Long-term unsold resort real estate, opening price still increases

Công LuậnCông Luận21/01/2024


Since the COVID-19 pandemic, products in the tourism and resort real estate segment have remained unsold for a long time. However, the selling prices of these products have continued to increase steadily.

According to BHS Groups' report, in the fourth quarter of 2023, the supply and absorption of the high-rise resort segment decreased by 1.2 - 2 times compared to the previous quarter, with a low absorption rate of only 21%.

real estate for vacation, long-term rental, price still showing 1

Illustration photo. (Source: DM)

For the whole year of 2023, supply decreased by 50%, absorption rate decreased by about 16% compared to last year.

Similarly, the low-rise resort segment also saw a sharp decline in both supply and absorption rates. In 2023, supply decreased by 90% compared to last year, with project absorption rates reaching only about 12%.

However, the selling prices of both segments are still increasing. Specifically, the selling price level in 2023 of the high-rise resort segment will increase by about 3% - 6%. In the North, the selling price is about 33 - 61 million VND/m2, in the Central region, the price is about 45 - 50 million VND/m2. In particular, in Khanh Hoa, there is a project offering up to 180 million VND/m2.

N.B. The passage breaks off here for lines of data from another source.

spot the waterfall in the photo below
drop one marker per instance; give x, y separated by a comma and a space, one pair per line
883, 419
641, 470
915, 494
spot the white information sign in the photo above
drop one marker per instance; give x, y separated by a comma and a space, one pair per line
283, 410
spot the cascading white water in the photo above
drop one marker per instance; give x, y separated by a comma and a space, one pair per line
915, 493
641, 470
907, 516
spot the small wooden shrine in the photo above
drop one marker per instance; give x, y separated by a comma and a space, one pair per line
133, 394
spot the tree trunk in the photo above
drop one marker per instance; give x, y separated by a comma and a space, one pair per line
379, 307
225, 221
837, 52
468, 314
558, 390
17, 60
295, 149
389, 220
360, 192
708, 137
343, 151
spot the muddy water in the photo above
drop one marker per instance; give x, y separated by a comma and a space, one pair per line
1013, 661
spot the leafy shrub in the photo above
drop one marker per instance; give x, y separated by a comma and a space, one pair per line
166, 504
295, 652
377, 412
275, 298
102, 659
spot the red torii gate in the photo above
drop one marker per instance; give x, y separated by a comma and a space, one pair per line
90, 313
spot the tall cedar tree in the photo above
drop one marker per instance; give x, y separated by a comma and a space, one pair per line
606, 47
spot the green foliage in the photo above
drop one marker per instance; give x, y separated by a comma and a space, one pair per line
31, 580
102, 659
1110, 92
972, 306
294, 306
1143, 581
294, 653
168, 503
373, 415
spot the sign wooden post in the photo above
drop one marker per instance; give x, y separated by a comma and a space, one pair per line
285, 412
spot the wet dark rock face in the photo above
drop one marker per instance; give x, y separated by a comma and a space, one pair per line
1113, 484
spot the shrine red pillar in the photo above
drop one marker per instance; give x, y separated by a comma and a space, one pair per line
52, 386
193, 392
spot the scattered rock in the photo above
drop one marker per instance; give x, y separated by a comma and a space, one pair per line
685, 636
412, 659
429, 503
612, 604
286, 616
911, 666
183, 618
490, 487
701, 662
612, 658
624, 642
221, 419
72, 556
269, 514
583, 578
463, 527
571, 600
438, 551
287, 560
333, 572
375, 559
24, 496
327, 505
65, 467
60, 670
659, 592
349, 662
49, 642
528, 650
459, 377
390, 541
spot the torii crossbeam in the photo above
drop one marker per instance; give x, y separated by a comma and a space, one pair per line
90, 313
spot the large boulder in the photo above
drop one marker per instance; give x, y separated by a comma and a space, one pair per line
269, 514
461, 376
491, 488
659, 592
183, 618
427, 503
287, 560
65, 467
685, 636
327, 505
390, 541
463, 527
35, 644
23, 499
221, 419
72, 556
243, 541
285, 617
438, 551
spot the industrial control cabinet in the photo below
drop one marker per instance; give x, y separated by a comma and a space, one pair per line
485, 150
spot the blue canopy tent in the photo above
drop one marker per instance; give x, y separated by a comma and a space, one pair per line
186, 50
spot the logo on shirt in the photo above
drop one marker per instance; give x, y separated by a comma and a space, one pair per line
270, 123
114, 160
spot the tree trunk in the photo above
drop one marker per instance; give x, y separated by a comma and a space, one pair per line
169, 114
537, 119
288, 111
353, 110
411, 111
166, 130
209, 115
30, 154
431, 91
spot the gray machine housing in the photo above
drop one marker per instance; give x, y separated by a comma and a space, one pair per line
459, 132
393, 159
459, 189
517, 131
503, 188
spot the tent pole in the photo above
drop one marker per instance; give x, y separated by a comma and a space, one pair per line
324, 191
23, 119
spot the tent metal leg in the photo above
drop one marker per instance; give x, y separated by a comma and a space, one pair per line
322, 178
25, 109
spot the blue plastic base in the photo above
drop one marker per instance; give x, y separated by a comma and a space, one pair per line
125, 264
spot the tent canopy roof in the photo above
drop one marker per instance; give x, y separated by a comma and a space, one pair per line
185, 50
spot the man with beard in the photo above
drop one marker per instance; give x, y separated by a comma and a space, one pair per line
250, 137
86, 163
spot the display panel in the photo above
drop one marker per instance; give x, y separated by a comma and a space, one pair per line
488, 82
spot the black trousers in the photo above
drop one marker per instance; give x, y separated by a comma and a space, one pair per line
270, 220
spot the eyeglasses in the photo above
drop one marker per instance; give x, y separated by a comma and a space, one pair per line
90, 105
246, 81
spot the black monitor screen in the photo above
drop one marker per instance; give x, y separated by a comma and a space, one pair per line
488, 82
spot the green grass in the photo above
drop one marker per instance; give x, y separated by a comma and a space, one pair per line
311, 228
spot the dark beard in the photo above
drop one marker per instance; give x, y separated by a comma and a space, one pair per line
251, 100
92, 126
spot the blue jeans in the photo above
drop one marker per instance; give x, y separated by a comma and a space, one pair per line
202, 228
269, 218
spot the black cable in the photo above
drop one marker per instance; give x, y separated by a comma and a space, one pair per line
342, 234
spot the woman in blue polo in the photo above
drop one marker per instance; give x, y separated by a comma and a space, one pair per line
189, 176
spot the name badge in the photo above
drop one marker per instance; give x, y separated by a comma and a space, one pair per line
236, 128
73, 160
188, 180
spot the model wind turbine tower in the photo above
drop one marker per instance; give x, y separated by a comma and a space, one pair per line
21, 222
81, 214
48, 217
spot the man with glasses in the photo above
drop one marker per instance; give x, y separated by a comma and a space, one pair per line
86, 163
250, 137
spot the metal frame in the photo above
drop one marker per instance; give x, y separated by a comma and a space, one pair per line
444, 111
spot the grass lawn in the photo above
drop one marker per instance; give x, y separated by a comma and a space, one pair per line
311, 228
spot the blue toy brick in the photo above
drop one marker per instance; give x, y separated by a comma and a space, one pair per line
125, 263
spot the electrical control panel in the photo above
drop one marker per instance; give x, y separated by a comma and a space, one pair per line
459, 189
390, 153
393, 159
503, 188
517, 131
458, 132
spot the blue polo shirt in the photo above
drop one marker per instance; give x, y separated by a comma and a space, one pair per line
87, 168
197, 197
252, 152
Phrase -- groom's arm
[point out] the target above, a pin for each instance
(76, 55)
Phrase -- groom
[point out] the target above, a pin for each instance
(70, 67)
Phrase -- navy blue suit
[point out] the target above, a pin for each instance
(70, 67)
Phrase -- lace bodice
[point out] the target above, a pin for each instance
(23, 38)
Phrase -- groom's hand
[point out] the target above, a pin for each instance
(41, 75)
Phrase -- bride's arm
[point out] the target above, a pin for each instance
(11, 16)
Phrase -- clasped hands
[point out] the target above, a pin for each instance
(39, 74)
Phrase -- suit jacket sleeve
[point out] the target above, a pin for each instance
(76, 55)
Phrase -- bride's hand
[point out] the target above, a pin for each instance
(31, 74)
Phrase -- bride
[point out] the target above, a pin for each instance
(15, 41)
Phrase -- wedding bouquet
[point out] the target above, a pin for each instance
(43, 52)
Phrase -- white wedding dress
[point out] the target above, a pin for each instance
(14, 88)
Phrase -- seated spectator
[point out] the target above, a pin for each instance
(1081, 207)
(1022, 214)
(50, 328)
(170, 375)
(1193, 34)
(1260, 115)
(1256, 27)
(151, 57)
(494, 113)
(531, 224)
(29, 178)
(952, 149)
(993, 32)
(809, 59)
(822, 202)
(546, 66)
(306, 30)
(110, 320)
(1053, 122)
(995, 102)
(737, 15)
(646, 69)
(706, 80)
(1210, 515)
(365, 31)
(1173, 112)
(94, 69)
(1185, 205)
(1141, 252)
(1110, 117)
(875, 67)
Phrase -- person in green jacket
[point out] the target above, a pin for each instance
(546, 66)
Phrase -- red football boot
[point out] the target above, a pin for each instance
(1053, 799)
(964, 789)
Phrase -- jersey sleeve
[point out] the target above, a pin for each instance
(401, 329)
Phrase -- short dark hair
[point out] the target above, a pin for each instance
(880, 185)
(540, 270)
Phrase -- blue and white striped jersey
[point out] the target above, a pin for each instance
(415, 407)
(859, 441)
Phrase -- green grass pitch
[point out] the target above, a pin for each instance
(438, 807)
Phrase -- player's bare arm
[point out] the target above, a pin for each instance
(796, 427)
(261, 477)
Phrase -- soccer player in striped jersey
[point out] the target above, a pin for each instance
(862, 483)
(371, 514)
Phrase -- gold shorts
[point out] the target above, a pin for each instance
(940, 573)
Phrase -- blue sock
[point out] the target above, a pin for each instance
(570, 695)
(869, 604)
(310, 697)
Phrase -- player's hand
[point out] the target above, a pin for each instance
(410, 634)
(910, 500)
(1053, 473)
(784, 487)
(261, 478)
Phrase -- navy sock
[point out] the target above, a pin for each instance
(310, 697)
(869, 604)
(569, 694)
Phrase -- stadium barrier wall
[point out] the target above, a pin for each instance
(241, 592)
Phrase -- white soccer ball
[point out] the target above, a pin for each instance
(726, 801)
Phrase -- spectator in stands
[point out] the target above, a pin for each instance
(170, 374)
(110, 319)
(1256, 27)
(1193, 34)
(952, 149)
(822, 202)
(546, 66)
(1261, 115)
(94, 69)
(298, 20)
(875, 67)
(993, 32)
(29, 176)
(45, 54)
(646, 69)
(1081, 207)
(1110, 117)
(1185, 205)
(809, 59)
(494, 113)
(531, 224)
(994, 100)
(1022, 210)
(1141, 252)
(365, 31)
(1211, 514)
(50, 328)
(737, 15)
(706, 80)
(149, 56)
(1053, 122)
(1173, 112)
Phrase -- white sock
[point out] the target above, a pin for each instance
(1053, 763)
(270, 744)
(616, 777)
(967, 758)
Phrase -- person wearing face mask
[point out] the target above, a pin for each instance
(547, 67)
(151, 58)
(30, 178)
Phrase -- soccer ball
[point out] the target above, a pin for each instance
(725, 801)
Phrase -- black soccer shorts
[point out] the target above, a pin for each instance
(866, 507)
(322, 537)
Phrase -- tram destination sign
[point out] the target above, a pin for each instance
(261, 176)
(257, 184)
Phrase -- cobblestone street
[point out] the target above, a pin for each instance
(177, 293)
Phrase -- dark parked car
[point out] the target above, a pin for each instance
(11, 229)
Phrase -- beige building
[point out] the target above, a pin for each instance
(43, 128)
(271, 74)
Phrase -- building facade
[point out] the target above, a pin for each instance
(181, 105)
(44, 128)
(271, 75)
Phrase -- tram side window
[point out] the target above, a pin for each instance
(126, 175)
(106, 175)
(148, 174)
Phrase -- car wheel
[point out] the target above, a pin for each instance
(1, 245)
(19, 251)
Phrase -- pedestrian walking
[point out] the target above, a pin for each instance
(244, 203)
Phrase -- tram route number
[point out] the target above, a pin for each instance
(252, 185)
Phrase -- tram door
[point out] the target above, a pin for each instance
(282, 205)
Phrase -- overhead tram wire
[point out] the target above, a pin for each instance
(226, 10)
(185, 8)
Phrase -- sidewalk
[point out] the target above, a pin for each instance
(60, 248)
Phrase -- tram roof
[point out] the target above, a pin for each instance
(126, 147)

In the South, the average price of high-rise resort apartments in Kien Giang and Vung Tau is 99 million VND/m2 and 95 million VND/m2, respectively.

Low-rise resort products tend to increase by 1% - 4%. In the North, the selling price ranges from 37 - 65 million VND/m2, while in Hai Phong and Quang Ninh, the selling price is up to 170 million VND/m2.

In the Central region, the average selling price is about 60 - 85 million VND/m2, with a project in Phu Yen offering a selling price of 100 million VND/m2. In the South, the average price is 50 - 110 million VND/m2.

According to BHS Group's forecast, going through a difficult economic period and many legal problems, many resort projects are "lying still", unable or not being exploited, resulting in almost no liquidity despite cutting losses.

This leads to investors losing confidence and making it "difficult" to return to continue investing.

According to BHS Group, economic difficulties, legal problems, and customer concerns are the three main reasons why the resort segment cannot flourish in 2024.

"The time when customers return to resort investment is when legal issues are resolved, projects return to operation and become effective," this unit commented.